The trial was advanced into the second stage on the basis that the first stage met its clinical efficacy endpoint (as announced on 26 June 2018). Updated results from the first stage were presented at the 19th Annual World Conference on Lung Cancer (WCLC; 25 September 2018).

The company reported an overall response rate of 40% in patients who tested positive for AXL expression (4 out of 10 pts).

Efficacy was also seen in PD-L1 negative patients (ORR of 27%, 3 out of 11 pts) for whom Keytruda monotherapy is currently not indicated.

Treatment with the bemcentinib/ Keytruda combination was well tolerated.

The second stage will enrol a further 24 patients at sites in Norway, Spain, UK and the US, and aims to confirm the safety and clinical efficacy of the combination. 

Comprehensive exploratory studies will continue to evaluate biomarkers in tumour and blood indicative of AXL expression and immune modulation. Preliminary results from the trial are expected during 2019.

The BGBC008 trial (ClinicalTrials.gov Identifier: NCT03184571) is being sponsored by BerGenBio. MSD, a tradename of Merck and Co., Inc., Kenilworth, New Jersey, USA, will continue to supply KEYTRUDA for use in the study under a collaboration agreement signed in March 2017.

The BGBC008 trial is a phase II multi-centre open-label study of bemcentinib in combination with Keytruda (pembrolizumab) in previously treated, immunotherapy naïve, patients with advanced adenocarcinoma of the lung, the most common form of non-small cell lung cancer (NSCLC).

The objective of the trial is to determine the anti-tumour activity of this novel drug combination and responses will be correlated with biomarker status (including AXL kinase and PD-L1 expression).

BerGenBio is a clinical-stage biopharmaceutical company focused on developing transformative drugs targeting AXL as a potential cornerstone of therapy for advanced and aggressive cancers.

The company's proprietary lead candidate, bemcentinib, is a potentially first-in-class selective AXL inhibitor in a broad phase II clinical development programme.

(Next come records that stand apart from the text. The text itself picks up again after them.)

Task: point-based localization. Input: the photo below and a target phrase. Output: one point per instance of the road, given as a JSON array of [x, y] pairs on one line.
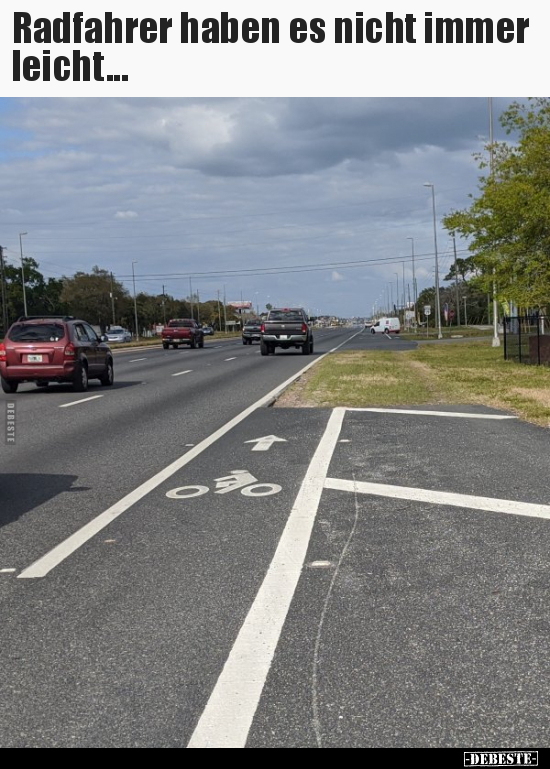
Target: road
[[95, 652], [183, 566]]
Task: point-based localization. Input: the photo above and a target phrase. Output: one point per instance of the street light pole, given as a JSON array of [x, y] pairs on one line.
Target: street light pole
[[23, 271], [496, 339], [437, 298], [135, 300], [415, 296]]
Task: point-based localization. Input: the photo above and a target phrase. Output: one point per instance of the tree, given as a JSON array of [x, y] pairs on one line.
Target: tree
[[88, 295], [508, 224]]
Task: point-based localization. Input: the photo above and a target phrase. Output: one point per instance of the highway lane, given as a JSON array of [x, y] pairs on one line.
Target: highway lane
[[121, 642], [106, 613], [69, 464]]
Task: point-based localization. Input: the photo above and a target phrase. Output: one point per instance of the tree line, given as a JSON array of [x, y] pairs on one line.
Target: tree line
[[100, 299]]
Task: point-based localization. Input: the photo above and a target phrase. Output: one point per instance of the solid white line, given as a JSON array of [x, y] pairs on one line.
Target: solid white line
[[228, 715], [460, 414], [84, 400], [441, 498], [50, 560]]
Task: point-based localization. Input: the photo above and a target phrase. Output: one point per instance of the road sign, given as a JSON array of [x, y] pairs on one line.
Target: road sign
[[265, 443]]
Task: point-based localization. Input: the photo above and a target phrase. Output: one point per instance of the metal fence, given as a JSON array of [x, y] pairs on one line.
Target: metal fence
[[527, 339]]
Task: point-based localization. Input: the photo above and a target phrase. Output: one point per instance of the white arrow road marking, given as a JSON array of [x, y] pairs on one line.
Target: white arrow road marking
[[441, 498], [84, 400], [265, 443], [228, 715]]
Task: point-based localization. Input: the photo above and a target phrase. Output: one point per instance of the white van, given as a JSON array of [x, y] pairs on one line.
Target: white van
[[386, 326]]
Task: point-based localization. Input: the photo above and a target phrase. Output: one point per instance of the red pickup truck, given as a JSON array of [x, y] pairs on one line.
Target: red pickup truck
[[182, 331]]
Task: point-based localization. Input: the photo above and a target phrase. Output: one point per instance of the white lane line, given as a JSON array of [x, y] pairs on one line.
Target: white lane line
[[228, 715], [54, 557], [84, 400], [441, 498], [459, 414]]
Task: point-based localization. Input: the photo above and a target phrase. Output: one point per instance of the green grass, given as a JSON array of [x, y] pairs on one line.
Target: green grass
[[463, 373]]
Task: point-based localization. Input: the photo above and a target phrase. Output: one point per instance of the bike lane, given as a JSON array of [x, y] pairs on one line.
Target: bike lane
[[129, 634]]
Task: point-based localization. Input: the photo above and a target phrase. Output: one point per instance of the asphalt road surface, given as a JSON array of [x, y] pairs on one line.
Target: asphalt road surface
[[181, 565]]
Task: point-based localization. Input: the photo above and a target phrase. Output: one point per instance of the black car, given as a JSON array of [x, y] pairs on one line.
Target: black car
[[252, 331]]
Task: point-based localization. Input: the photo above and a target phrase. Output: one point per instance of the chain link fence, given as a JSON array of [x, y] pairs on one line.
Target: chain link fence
[[527, 339]]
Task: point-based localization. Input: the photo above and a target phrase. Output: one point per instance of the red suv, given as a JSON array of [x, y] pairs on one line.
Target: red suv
[[54, 349]]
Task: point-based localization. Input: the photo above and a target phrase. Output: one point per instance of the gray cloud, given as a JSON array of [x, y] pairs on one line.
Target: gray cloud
[[205, 185]]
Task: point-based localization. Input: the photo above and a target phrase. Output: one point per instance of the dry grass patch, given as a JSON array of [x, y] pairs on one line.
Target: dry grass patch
[[466, 373]]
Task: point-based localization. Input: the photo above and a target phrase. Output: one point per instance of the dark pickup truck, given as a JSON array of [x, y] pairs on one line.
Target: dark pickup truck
[[286, 327], [182, 331]]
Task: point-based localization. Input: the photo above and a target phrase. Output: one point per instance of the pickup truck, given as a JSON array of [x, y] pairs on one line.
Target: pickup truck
[[286, 327], [182, 331]]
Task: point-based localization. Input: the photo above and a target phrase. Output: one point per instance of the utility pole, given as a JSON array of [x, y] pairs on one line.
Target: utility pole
[[135, 301], [3, 293], [415, 295], [457, 300], [113, 301], [496, 338], [23, 272]]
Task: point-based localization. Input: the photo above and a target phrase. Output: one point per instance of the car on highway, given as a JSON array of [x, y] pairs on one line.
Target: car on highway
[[386, 326], [286, 327], [252, 331], [54, 349], [118, 335], [182, 331]]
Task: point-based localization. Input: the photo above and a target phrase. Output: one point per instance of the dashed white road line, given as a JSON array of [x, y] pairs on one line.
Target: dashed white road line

Ongoing clinical trials are investigating bemcentinib in multiple solid and haematological tumours, in combination with current and emerging therapies (including immunotherapies, targeted therapies and chemotherapy), and as a single agent.

In parallel, BerGenBio is developing companion diagnostics test to identify patient populations most likely to benefit from bemcentinib; this is expected to facilitate more efficient registration trials and support a precision medicine-based commercialisation strategy.

BerGenBio is based in Bergen, Norway with a subsidiary in Oxford, UK. The company is listed on the Oslo Stock Exchange (ticker: BGBIO). www.bergenbio.com

AXL kinase is a cell membrane receptor and an essential mediator of the biological mechanisms that drive aggressive and life-threatening diseases.

In cancer, AXL drives tumour survival, treatment resistance and spread, as well as suppressing the body's immune response to tumours. AXL expression has been established as a negative prognostic factor in many cancers.

AXL inhibitors, therefore, have potential value at the centre of cancer combination therapy, addressing significant unmet medical needs and multiple high-value market opportunities.